This is my newest post in my series about operating systems. Yes, it was last updated in 2019 – I’m a hobbyist blogger. This is a post about the command line, a computer topic, but it is for educating a non-technical (but tech-curious) audience. Most of the programmers in my audience will already know everything I have to say, and may be bored by some explanation of things they already know, though I intend to discuss some technical details of how computers work.
In previous posts, we discussed historic operating systems and where various OS features come from, but we only gave a brief overview of how they worked. Now that we have a modern operating system’s full complement of features, we can look at what components need to exist in a modern operating system to get those features. As discussed with MS-DOS, an operating system, even today, is partially code, and partially conventions, like file formats or rules of good behavior – the difference being, that modern operating systems have more ability to enforce some of these conventions.

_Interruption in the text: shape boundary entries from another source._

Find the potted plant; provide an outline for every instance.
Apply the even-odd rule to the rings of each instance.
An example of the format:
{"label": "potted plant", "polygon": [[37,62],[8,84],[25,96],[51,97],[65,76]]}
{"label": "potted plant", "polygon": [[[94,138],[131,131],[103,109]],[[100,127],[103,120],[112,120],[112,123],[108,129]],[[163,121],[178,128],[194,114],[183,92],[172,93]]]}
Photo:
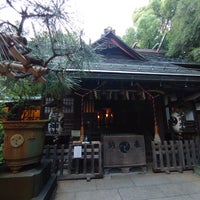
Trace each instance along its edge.
{"label": "potted plant", "polygon": [[[94,57],[91,48],[82,41],[81,34],[71,29],[65,1],[56,3],[50,1],[48,5],[41,1],[23,3],[19,7],[15,1],[6,1],[6,6],[12,12],[16,12],[20,20],[17,24],[5,20],[0,23],[2,31],[0,33],[0,74],[4,75],[0,84],[6,94],[2,98],[7,101],[11,96],[11,99],[14,99],[14,104],[7,115],[7,119],[12,121],[7,120],[4,123],[4,158],[13,172],[17,172],[21,165],[32,162],[25,161],[24,154],[27,152],[30,152],[33,163],[38,161],[41,153],[37,153],[36,158],[32,152],[39,144],[42,146],[44,138],[38,136],[37,139],[36,132],[33,131],[29,131],[26,136],[24,133],[19,133],[21,130],[28,130],[27,123],[30,124],[29,120],[22,119],[20,111],[27,109],[27,102],[30,102],[30,98],[35,95],[52,97],[59,102],[78,85],[77,77],[83,67],[88,66],[84,63],[88,63]],[[25,26],[27,21],[29,24],[32,23],[33,28],[33,35],[29,40],[24,37],[28,31]],[[17,120],[20,120],[22,125]],[[17,127],[16,121],[20,126],[12,133],[14,135],[7,134],[7,131],[11,132],[11,127]],[[44,123],[45,121],[42,121],[38,130]],[[35,127],[35,124],[31,127]],[[33,142],[36,139],[39,144]],[[30,146],[26,146],[25,141],[28,141]],[[33,143],[37,147],[34,147]],[[25,150],[20,150],[21,147],[25,147]],[[41,147],[39,149],[42,150]],[[16,152],[22,152],[20,166],[15,163],[20,158],[12,157]]]}

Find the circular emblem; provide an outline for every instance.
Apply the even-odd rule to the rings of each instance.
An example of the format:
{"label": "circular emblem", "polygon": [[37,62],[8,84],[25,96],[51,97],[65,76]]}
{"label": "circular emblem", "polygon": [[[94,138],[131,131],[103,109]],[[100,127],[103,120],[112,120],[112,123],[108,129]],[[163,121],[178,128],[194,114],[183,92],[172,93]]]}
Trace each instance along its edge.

We use operating systems all the time in our life, whether designed for a computer, a phone, or for a server we’re more indirectly interacting with, but a lot of people don’t know very much about what connects the different systems we use, and what makes them distinct. We discussed fundamental concepts of operating systems in the last post, so in this post we will discuss how some of the same concepts apply to modern operating systems, going over them one at a time.
A user of modern technology hears the term “operating system” thrown around a lot. Most people can name a few examples: Windows and macOS on workstations and laptops, iOS and Android on phones. Some people might even throw in Linux or Unix or ChromeOS. Most people also understand that a program or a game or even a sufficiently advanced website might work on some operating systems but not others, and might require different versions for different operating systems.